Can anyone help me with that? I'm not sure how to deal with the $x_n$ at the devider of the metric.
On
In order to compute the Christoffel symbols we need to analyse the summands $g_{ij,k}$ for $i,j,k \leq n$. Now as we already saw $(g_{ij})_{i,j} = \frac{1}{y_n^2} \mathbb{I}_n$ at a point $(y_1,...,y_n) \in \mathbb{H}^n$ which shows that $g_{ij,k} = \frac{d}{dy_k}g_{ij} $ is nonzero iff $i=j$ and $k=n$. Now using the Einstein convention we see that
$\Gamma_{ij}^k= \frac{1}{2}g^{kl}(g_{jl,i} - g_{ij,l}+ g_{li,j})=\frac{1}{2}g^{kk}(g_{jk,i} - g_{ij,k} + g_{ki,j}).$
Assume $i<n$ then we have
$ \Gamma_{ii}^n = \frac{1}{2}g^{nn}(g_{in,i}-g_{ii,n}+g_{ni,i}) = \frac{1}{2}g^{nn}(-g_{ii,n})= \frac{1}{2}y_n^2 \frac{d}{dy_n}(-\frac{1}{y_n^2}) = \frac{1}{y_n}. $
and for $k<n$ it is easy to see that $\Gamma^k_{ii} = 0$. On the other hand for arbitraty $k$ we find that
$\Gamma^k_{kn} = \frac{1}{2}g^{kk}(g_{nk,k} - g_{kn,k}+g_{kk,n}) =\frac{1}{2}g^{nn}g_{kk,n}= \frac{1}{2}y_n^2 \frac{d}{dy_n}(\frac{1}{y_n^2})=-\frac{1}{y_n} = \Gamma_{nk}^k$.

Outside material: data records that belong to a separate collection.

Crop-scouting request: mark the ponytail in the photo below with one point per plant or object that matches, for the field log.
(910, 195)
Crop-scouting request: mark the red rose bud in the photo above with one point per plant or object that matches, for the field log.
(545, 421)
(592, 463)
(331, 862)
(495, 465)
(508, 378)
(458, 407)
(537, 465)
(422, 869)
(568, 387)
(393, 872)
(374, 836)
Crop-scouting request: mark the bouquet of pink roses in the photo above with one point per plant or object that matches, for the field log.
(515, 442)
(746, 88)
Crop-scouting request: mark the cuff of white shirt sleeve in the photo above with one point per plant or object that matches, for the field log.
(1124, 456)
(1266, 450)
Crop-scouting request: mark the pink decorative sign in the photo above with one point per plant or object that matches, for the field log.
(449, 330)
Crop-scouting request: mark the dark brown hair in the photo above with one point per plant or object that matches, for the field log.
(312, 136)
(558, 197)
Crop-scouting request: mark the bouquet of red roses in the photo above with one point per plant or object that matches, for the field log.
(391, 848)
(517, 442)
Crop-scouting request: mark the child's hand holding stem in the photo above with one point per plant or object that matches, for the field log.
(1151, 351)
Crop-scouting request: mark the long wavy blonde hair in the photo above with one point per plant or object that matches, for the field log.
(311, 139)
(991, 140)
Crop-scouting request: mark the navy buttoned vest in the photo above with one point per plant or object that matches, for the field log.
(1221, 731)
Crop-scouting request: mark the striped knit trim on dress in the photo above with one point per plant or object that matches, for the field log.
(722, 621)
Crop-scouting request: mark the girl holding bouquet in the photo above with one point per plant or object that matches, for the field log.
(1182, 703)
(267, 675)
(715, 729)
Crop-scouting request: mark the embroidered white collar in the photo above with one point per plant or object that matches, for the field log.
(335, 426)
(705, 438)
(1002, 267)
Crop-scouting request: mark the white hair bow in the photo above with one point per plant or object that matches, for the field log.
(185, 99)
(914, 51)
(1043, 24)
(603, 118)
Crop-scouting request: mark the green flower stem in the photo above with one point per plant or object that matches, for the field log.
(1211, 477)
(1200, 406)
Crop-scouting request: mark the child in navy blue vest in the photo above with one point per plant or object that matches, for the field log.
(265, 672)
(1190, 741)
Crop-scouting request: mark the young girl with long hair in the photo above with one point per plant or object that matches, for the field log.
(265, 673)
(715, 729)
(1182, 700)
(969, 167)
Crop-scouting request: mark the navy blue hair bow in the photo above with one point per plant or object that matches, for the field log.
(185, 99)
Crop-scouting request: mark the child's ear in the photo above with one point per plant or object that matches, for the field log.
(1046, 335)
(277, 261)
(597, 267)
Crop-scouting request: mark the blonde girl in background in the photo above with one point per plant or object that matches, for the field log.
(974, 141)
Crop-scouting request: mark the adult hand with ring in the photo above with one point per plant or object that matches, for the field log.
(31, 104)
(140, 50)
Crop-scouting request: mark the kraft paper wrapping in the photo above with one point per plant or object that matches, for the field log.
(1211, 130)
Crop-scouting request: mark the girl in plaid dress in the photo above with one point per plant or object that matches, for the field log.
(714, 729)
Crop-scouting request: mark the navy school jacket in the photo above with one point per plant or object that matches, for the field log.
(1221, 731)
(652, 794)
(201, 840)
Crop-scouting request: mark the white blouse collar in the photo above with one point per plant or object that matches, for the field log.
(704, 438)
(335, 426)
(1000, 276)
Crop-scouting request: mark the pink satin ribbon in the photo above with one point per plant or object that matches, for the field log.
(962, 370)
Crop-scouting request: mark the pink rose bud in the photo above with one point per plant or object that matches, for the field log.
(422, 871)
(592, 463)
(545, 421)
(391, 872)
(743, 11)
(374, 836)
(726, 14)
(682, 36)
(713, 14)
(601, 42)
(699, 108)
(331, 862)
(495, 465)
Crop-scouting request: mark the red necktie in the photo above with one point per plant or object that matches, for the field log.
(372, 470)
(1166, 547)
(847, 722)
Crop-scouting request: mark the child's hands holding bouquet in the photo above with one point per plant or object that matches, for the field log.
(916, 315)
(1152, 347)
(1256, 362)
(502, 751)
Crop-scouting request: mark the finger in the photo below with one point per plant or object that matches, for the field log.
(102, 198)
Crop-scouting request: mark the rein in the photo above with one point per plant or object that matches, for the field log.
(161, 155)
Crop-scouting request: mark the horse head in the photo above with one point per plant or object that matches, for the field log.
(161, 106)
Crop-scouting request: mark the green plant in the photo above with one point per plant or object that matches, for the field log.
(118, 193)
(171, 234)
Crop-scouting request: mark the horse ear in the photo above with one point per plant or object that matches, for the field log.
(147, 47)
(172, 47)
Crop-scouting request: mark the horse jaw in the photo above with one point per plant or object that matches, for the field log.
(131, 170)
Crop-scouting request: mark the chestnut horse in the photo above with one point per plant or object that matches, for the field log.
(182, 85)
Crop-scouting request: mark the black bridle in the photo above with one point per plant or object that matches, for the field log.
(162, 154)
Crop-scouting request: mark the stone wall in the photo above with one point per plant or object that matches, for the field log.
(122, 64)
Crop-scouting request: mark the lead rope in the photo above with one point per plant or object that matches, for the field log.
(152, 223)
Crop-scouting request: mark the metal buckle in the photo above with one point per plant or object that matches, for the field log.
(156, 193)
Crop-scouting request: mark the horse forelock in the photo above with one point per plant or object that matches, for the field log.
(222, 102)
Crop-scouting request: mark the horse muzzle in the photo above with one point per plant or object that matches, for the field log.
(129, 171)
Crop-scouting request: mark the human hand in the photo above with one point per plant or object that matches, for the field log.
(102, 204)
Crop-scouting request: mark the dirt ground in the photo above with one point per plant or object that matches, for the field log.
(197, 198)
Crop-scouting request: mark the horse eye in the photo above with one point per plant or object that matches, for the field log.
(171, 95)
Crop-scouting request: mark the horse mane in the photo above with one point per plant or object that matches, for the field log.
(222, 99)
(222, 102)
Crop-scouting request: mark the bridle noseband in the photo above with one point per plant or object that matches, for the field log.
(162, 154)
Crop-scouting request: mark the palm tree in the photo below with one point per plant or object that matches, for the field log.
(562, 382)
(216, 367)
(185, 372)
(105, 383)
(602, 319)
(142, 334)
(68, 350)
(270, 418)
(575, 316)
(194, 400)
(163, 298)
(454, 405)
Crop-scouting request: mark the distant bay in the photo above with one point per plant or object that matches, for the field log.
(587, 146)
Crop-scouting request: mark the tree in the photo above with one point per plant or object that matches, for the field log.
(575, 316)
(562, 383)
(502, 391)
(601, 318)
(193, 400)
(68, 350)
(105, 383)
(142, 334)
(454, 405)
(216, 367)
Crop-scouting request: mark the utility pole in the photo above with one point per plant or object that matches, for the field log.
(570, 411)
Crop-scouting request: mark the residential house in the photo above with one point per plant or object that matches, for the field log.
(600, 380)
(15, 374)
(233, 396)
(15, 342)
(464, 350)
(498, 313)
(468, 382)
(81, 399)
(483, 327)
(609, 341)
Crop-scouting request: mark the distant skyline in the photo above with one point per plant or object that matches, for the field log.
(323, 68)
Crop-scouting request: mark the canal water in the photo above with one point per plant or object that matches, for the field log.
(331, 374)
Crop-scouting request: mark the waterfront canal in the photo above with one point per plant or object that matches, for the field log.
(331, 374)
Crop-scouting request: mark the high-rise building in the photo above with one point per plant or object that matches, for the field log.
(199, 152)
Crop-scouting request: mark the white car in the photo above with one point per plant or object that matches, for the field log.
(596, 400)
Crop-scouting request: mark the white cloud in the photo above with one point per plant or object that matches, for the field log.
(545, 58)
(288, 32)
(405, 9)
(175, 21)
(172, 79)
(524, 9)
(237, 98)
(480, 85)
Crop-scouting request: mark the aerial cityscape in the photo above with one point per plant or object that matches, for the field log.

All other symbols $\Gamma_{ij}^k$ vanish. To see this observe that for $\Gamma_{ij}^k$ to not vanish one of the $i,j,k$ must be $n$. In case $k=n$ we find that $\Gamma_{ij}^n = \frac{1}{2}g^{nn}(g_{jn,i} - g_{ij,n}+ g_{ni,j})$ wich is nonzero iff $i=j$. This case was already discussed. In case $j=n$ we find that $\Gamma^k_{in} = \frac{1}{2}g^{kk}(g_{nk,i}-g_{in,k}+g_{ki,n})$. We can assume that $i<n$ because $\Gamma^k_{nn} = 0$ for all $k$ but $k=n$ wich was also discussed above. Now under the assumption that $i<n$ we have $\Gamma^k_{in} = \frac{1}{2}g^{kk}g_{ki,n}$ which is nonzero iff $i=k$ and this was also discussed above. We use symmetry of christoffel symbols to find that the case $i=n$ yields the same result as the case $j=n$.
First, note that $\{\frac{\partial}{\partial x_i}\}_{i=1}^n$ is the basis of the tangent space at any point of $\mathbb{H}$. Hence, it follows immediately from the definition of the metric that $$g_{ij}=g(\frac{\partial}{\partial x_i},\frac{\partial}{\partial x_j})=\frac{\delta_{ij}}{x_n^2}.$$ From this, we can calculate $\frac{\partial}{\partial x_k}g_{ij}$. Many of them vanishes since $g_{ij}$ depends only on $x_n$. Finally, use the formula of the Christoffel symbol: (see here) $$\Gamma_{ij}^k=\frac{g^{kl}}{2}(\frac{\partial}{\partial x_j}g_{il}+\frac{\partial}{\partial x_i}g_{jl}-\frac{\partial}{\partial x_l}g_{ij}).$$